Sur la géopolitique:
Les USA et les occidentaux n’ont plus les moyens économiques pour financer des guerres classiques, alors ils sous-traitent des opérations clandestines pour mener des déstabilisations. Parce que le but ultime est non seulement de contrôler aujourd’hui les ressources des Etats africains mais aussi de barrer la route à des puissances comme la Chine et la Russie. Et dans un pays comme le Congo, qui a toujours été considéré comme la colonie de la communauté internationale, les choses vont s’empirer si les congolais ne comprennent pas cela.
Sur la différence entre l’Angola et la RDC
La RDC a été agressé par des puissances occidentales qui ont utilisé des proxys africains. La guerre d’Angola était une guerre entre angolais avec des immixtions étrangères de part et d’autres. Les angolais ont mis fin à leur conflit en parlant entre eux. Si nous voulons que la situation du Congo change, il faut déraciner le système cannibale qui repose sur l’anéantissement des congolais et le pillage des ressources du Congo…

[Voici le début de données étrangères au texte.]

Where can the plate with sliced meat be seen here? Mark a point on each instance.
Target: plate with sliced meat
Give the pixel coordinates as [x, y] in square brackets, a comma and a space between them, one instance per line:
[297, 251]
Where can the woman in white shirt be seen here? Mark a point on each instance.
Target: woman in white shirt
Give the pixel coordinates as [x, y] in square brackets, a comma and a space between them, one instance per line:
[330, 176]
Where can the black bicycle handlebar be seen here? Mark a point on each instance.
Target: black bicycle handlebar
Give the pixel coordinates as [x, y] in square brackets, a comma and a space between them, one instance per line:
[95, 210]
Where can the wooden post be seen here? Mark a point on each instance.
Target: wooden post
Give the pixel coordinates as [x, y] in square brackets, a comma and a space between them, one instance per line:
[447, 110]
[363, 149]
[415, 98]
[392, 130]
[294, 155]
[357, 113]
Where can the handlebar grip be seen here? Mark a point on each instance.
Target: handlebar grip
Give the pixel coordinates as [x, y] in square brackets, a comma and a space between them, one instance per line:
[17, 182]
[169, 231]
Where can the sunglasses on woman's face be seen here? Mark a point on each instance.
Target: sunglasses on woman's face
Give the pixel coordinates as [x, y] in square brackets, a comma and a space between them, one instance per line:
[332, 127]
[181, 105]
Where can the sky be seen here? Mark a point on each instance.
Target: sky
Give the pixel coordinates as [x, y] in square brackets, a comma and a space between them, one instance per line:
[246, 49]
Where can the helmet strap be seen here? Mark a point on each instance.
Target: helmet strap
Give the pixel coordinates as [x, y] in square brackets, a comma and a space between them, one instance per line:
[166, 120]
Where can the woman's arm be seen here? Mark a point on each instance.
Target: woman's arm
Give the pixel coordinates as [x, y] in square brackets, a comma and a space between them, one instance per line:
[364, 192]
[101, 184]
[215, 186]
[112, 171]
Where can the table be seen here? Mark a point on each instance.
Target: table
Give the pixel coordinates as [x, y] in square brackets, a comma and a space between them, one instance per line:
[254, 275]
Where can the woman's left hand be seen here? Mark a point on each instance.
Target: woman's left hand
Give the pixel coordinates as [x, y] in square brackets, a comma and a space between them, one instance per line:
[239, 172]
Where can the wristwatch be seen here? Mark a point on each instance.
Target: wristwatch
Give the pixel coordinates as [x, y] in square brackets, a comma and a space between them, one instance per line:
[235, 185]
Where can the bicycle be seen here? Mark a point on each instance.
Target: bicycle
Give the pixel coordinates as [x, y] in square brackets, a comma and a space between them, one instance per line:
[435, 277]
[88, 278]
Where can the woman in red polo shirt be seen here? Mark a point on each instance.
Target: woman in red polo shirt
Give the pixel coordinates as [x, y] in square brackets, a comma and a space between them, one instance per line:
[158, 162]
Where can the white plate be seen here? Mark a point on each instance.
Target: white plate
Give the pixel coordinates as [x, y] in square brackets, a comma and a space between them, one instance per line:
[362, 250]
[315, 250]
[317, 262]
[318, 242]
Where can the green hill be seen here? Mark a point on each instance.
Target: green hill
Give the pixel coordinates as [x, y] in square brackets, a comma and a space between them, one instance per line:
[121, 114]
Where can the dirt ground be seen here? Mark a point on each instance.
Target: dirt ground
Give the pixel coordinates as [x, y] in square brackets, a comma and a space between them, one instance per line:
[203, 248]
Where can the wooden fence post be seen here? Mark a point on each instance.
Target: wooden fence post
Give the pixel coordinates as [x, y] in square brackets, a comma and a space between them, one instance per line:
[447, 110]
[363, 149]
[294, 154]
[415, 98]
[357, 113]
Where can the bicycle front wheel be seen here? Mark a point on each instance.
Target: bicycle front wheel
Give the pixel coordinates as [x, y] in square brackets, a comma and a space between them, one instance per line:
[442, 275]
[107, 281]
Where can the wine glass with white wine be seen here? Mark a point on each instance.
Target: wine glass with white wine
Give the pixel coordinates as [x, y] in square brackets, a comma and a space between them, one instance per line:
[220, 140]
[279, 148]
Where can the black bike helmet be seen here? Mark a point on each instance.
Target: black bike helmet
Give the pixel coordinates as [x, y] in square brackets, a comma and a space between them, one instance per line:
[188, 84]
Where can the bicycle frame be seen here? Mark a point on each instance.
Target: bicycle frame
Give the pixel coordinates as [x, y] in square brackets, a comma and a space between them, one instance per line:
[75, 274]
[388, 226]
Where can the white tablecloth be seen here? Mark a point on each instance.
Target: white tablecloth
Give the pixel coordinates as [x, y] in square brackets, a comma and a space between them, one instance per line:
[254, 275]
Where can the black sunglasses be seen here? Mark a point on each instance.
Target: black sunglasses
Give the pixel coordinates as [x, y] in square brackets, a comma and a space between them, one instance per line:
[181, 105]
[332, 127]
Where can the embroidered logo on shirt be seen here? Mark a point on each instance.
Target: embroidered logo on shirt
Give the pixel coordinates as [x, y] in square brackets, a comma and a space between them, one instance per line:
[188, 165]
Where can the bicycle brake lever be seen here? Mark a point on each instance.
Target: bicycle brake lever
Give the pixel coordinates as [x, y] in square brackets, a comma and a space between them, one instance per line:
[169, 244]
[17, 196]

Excellente intervention de ce Mr, sans concession sur l’homme congolais, argumentation partant des faits, nuance dans ses propos, c’est rafraîchissant! Je retiens qu’il pointe à juste titre l’absence de conscience historique, le problème d’intégrité morale et le manque de rigueur à l’égard des leaders congolais. Un bémol, votre émission n’a pas développé ce qu’il entend par paradigme nouveau au Congo. J’ajouterai également, si il y a des personnes qui manque des qualités citées plus haut, il y en a qui en font preuve, pourquoi ne pas les identifier et les mettre en valeur, sinon comment va-t-on les connaître?
J’apprécie votre style sans détours et ces résumés que même des lecteurs réticants parcoureraient sans être saisis de lourdeur, monsieur Mbeko.
Le sujet du glissement et les questions autour des motivations de l’UDPS Tshisekediste (puisqu’il y en a d’autres) font couler beaucoup d’encre et je choisis de ne pas en rajouter mais votre synthèse va bien au-delà et votre ‘conclusion’ m’interpelle.
En effet, c’est bien notre attitude, au niveau individuel et collectif, tant sur le plan politique que social, qui, à mon humble avis, est déterminante, car des ennemis et des ‘profiteurs’ étrangers aux dépens de la nation, il y en aura toujours.
Devenir ‘un’ peuple, savoir fournir les seuls efforts qui peuvent nous faire avancer positivement, le sens du sacrifice (au lieu d’un égocentrisme caractérisé), les principes, le sens de l’engagement, sont les conditions sine qua none de la réelle indépendance qui ne peut s’acquérir qu’à travers ces traits de maturité.
‘Notre’ politique congolaise, après avoir grandi très vite, il semble qu’elle soit retombée en enfance.